Another moving aspect of the collection are the letters that attest to the financial precarity that many now-famous painters experienced. There are numerous letters, for instance, from Monet, asking Manet (who had family money) for loans. In these two letters, Monet describes being hounded by bailiffs, says that he and his seriously ill wife are about to be thrown out by their landlord and that no one will lend them money, and begs Manet not to abandon them.

Letters from Claude Monet to Édouard Manet, 1875; MA 3950.3:269-270

Money is everywhere in these materials: from the movers’ receipt for carrying the paintings from Manet’s studio to the posthumous sale of his work at the Hôtel Drouot in February 1884 to the ledger containing accounts related to the parcels of land the Manet family owned and collected rents on.

In general, the collection contains much material that illuminates the braided subjects of family, money, and legacies, artistic and otherwise.

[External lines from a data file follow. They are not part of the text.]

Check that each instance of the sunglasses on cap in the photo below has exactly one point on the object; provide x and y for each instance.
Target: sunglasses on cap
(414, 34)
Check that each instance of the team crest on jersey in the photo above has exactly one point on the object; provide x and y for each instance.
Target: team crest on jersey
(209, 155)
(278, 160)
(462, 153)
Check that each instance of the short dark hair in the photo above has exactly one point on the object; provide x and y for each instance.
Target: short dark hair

The full processing of the collection has already facilitated loans of items to exhibitions that examine these connections, such as Manet: A Model Family, on view at the Isabella Stewart Gardner Museum in the fall and winter of 2024–2025. It is my hope that the work that I and my colleagues have done over the past few years will make much new research into these and other subjects possible.


Sal Robinson
Lucy Ricciardi Assistant Curator, Literary and Historical Manuscripts
The Morgan Library & Museum

Endnotes

  1. Eunice Lipton, Alias Olympia: A Woman’s Search for Manet’s Notorious Model and Her Own Desire(New York: Scribner’s, 1992), pp. 133–135.
  2. James Fairhead, “Victorine Meurent: new evidence from America and Paris,” The Burlington Magazine, 165, August 2023, pp. 817–827.